According to school district officials, the process will take about 40 days. Both sides will present proposals in the latter part of December. The private arbiter will take 10 days to make a recommendation, and the district and union will then have 5 days to accept or reject the offer.
Early on in the struggle, the district revealed it was proposing a 2.88 percent wage increase combined with a hike in teachers’ portions of health care premiums from 4.1 percent to 5 percent. State PEA president Butch Santicola claimed the board’s revelation of contract details “violates an understanding” that the two sides would maintain a blackout on contract negotiations.
Television crew for reality show wins health care benefits
The crew for the NBC reality television show “Biggest Loser” ended their strike November 22 after voting to accept an agreement that will provide them with health benefits and union representation—the main goal in their two-week strike. Other details in the agreement between the show’s producers and the International Alliance of Theatrical State Employees (IATSE) were not divulged.
The strike, which began on November 11, shut down production for two days. The producers responded by firing strikers and hiring replacement workers. The 50 strikers then set up picket lines outside the Calabasas studio outside Los Angeles. Trainers for the show refused to cross picket lines, and the host announced a campaign to raise money for strikers on EBay, leading the producers to back down.

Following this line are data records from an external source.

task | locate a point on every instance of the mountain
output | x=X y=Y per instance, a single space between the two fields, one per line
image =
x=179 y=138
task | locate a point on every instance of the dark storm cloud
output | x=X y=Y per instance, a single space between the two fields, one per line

Migrant workers strike against victimization
More than 100 migrant farm workers in Simcoe, Ontario, who are each owed thousands of dollars by their employer, Ghesquiere Plants Ltd., have been deported following a wildcat strike in protest against their criminal treatment.
The workers, who are from various Caribbean and Central America countries, have been employed digging and grading strawberries in southern Ontario, but the farm where they were employed has been taken over by creditors. The workers have been told they will likely never be paid what they are owed.

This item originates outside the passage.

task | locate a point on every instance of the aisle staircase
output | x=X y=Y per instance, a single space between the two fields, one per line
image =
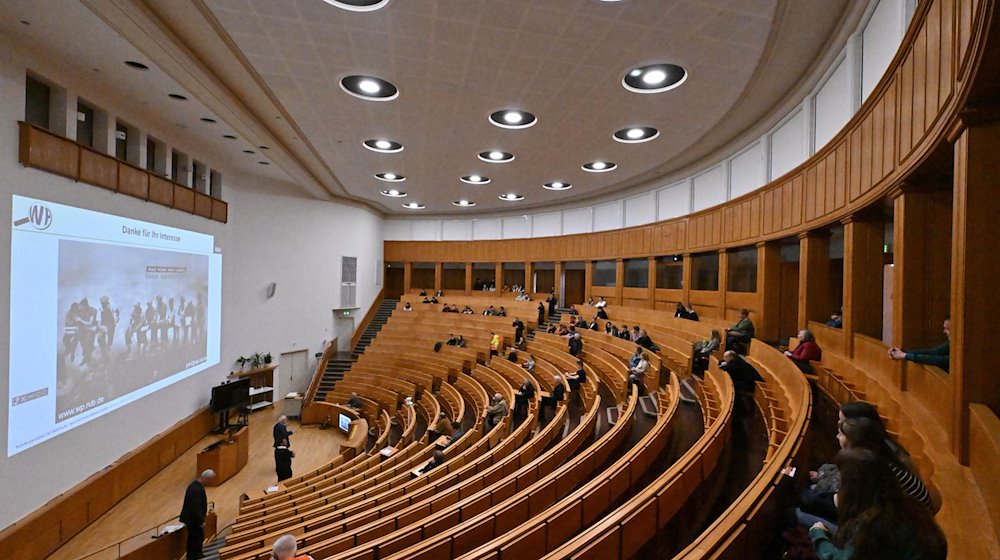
x=342 y=361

These seasonal workers and thousands like them working long hours for minimum wage have virtually no legal protection and are not allowed to unionize. Even though a recent ruling by the International Labour Organization found that the rules governing these workers violate basic human rights, the matter is likely to drag on through the Ontario courts for some time with little hope of being resolved in the workers’ favor.
Winnipeg postal workers stage illegal walkout
In response to the introduction of a new sorting system, at least 100 postal workers in Winnipeg, Manitoba, walked off the job November 22 to protest what they are saying are unsafe practices that have led to injuries and increased workload for postal carriers.
According the Canadian Union of Postal Workers, (CUPW) injuries have increased 20 percent since the system was introduced two months ago in Winnipeg ahead of a nationwide implementation. The new sorting system separates advertising from regular mail requiring a separate bundle.
Canada Post has said that it has no intention of backing down and has threatened to discipline or fire any worker who engages in further job action over this issue.